The biggest issue with the whole concept is of course, the payment issue - as you say, bigger value, bigger impact. Yes, I have experienced a big job recently and all went exceptionally well (although technically, there is still 3 months til I am actually in the clear from a potentially devastating chargeback).
The thing is, I have turned down opportunities to do similar sized projects, and I will never do a $10k order (or allow a buyer to spend that kind of money with multiple orders within a short space of time) simply because of the risk involved. It is not just the risk, it is the not knowing how a chargeback with an order of this size would be handled. The big $5k chargeback reported on the forum was sorted out positively but my own $100 one was not and the buyer involved is still active here. There is no real public protocol for this situation and having looked into it quite a bit, nobody else does either. It is always hit and miss. I would love Fiverr to be Doers and be the first platform to say that they really value their sellers and will rigorously defend against unfair chargebacks.
The solution I see to this seems exceptionally simple and is probably not an original one.
A clear process, outside of normal CS, to be set up for chargebacks alone - 1 or 2 people could probably manage it, especially as PP allow 30 days for an initial response. Their job would be to internally assess whether a seller delivered through a report form of some kind that a seller fills in etc. They then agree or disagree with the seller - if they agree then they go to PP and fight it.
Paypal itself is not a difficult system to win a case on, once you have proof of delivery. I would even be happy to pay a small percentage of the money recovered if this was in place.

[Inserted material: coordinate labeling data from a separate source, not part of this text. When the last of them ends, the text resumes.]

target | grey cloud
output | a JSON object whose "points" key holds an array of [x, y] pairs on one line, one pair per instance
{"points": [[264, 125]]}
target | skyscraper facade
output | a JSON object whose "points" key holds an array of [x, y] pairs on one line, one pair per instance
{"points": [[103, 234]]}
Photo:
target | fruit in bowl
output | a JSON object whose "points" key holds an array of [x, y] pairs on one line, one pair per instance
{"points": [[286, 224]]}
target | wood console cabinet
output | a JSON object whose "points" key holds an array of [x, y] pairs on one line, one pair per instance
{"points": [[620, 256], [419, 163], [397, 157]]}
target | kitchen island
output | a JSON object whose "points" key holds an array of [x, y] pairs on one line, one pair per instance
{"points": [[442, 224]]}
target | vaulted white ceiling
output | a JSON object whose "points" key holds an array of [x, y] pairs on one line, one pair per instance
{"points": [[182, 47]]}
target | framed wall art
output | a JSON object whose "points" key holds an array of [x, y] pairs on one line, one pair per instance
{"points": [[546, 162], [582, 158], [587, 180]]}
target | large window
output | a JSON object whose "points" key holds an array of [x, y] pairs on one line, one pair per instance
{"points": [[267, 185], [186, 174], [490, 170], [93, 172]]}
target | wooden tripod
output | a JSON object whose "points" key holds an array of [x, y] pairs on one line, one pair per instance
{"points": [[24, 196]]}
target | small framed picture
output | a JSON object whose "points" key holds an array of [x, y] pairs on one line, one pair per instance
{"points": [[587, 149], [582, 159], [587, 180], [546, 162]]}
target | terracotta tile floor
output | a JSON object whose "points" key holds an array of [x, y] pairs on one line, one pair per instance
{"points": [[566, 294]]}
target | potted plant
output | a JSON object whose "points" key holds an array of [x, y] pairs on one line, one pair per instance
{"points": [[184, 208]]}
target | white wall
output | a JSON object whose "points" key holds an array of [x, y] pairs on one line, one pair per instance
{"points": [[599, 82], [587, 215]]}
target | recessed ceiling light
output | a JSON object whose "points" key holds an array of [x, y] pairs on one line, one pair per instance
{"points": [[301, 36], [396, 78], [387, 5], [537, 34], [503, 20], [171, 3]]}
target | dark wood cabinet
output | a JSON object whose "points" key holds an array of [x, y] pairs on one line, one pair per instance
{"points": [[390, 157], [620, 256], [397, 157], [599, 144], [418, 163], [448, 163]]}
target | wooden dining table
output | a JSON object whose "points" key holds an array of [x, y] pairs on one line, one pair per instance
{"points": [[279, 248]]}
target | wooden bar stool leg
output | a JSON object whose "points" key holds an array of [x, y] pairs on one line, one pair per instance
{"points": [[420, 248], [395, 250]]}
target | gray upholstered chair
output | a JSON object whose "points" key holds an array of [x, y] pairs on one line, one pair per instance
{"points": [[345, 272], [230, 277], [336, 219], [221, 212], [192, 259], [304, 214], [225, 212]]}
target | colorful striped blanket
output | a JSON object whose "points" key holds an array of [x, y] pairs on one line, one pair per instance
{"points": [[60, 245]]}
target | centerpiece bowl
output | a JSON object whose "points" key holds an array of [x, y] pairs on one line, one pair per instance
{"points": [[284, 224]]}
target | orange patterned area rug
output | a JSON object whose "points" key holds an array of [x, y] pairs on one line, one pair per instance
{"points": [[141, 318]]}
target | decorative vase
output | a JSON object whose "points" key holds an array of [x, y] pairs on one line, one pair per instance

The premium service I envisage would be limited to certain categories such as logo design, web/app design, potentially SEO and a few others. From what I read, and the number of posts on the forum about these categories, these are the ones which are extremely problematic. If I want to find a logo designer who will draw from scratch, send me sketches/concepts initially, work in an ongoing process etc and I am willing to pay $500+ for this, I need to sift through 40,000 gigs for this. The featured and TRS of logo design generally do not offer this service off the bat and the search system is not good enough to whittle these down for me.
As for differing levels - people need to be (nicely) told to stop moaning about it. I don’t think TRS gives a big difference in sales, it doesn’t appear that way to me anyway.
Levels could do with an overhaul for sure - the gap between lev 2 seller with 50 sales and TRS is vast, a level 3 could be introduced. That said, the system being based on number of sales has been outgrown and should have been updated/upgraded when packages/bespoke pricing was introduced. A premium gig seller (or anyone for that matter) might only have 5-10 gigs sold per month but earn $5k. That would stop them ever getting up to level 2 yet the guys with 50 x $5 sales are leveled up within 2 months!